For a more specific example: there’s a guy who used to work where I work who was a real asshole, and a creep, and a weirdo. Sometimes his name comes up and we all laugh about what a fucking tool he was, because what can you do but laugh? (He sucked.) Invariably someone will bring up how he mentioned to a coworker that he had been in a mental hospital. Everyone will go, “Ohhhh!” Because see, that proves it! He’s FUCKED UP! Seriously! Last time it happened, I don’t know if I mentioned it or just thought about it, but I always wonder, how many of them would guess that I’ve been “in a mental hospital” too? Does that mark me as fucked up? Or maybe, just maybe, if someone got treatment, then they are NOT fucked up? (Leaving aside for a moment the topic at Jane Brazen’s, about whether or not certain kinds of “treatment” actually does a damn thing half the time.) That’s the part that has always confounded me. People will be like, “You know, she takes medication.” Well, GOOD! If she has a condition that she needs medication for, it’s good that she’s taking her medication! It would be bad if she weren’t on medication!

Talk about a headfuck.

I’m pretty good at confronting the mental illness stigma when I see it and just not giving a fuck about what anyone might think, because it’s their problem and they need to deal. But I realize there are a few areas where I’ve let shit slide, and I need to be better at calling it out when it happens, not just laughing along and pretending like there’s nothing wrong. And I need to remind myself that it’s okay to talk about the bad as well as the good, and people are going to make of it what they will, but in the end the only person who knows the truth of my life is me.

2 Responses to “Blogging Against Disablism, in a roundabout way”

  1. 01 May 2009 at 6:14 pm jane brazen

    Thanks for writing about this. It’s always so convoluted for me. It would be ridiculous for me to say that my mental illness and sex work are not related, but I also don’t want to feed into the radfem ideology of the “damaged whore” who needs to be saved from constantly repeating her trauma and self-abuse.

    I’ve recently been thinking through mental illness and its relationship with disability and disability activism. That framework fits, but I always feel uncomfortable. Something about “visibility” or something. Like I have to be visibly crazy. Which, actually, I am, thank you, scars.

    I thought a lot about whether I should be posting what I do on my blog about my mental illness and then talking about sex work, but I echo what you said: you can’t hold back because of what someone might do. If we don’t start talking about the relationship among mental illness, sexuality, and sex work, then the only people who will be talking about it are the Melissa Farleys of the world.
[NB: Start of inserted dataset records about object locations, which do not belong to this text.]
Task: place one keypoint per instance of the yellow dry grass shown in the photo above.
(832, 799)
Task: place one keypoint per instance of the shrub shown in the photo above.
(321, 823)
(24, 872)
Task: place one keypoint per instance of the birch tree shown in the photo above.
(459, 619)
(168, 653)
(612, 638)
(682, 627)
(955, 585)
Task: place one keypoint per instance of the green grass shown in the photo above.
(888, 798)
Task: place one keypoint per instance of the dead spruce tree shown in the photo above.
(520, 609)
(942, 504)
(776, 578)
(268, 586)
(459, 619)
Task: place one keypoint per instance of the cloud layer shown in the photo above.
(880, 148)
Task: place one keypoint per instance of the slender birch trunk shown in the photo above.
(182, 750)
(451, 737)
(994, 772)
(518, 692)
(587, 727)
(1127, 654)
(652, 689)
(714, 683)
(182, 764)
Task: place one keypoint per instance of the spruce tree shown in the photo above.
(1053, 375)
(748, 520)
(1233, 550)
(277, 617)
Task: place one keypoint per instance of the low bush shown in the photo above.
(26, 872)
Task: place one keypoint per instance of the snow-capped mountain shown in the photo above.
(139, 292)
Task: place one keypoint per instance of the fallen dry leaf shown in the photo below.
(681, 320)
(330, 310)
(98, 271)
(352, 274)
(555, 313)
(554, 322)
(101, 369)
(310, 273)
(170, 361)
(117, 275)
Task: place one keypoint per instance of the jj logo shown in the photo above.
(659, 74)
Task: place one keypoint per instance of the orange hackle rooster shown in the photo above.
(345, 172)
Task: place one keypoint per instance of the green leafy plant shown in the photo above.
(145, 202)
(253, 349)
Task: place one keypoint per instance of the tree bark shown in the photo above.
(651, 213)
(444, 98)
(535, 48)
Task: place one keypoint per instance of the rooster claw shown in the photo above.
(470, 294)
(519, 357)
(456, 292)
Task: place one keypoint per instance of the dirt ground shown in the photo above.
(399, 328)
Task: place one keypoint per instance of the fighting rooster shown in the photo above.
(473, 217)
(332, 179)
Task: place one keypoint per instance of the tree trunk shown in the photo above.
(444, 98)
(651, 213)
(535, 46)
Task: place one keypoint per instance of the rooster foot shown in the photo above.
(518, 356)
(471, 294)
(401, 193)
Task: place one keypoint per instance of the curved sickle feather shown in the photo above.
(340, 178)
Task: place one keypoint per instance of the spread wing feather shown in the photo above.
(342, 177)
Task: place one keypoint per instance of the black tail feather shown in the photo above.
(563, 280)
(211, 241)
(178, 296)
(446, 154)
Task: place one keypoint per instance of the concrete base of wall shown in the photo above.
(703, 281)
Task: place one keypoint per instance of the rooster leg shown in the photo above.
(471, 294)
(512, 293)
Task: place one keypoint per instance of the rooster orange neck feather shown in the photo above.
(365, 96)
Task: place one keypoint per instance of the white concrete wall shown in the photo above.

SerpentLibertine is someone I admire in this regard for her willingness to tackle these stupid stereotypes.

  2. 01 May 2009 at 9:19 pm Jen

    Crazy people don’t always have a mental illness and people with a mental illness are not always crazy. And just because you’ve been hospitalized nine times in various facilities for depression (a former client) doesn’t mean you did X, Y and Z. But, some people just don’t get it and they never will until they’ve personally known someone who has dealt with these types of issues.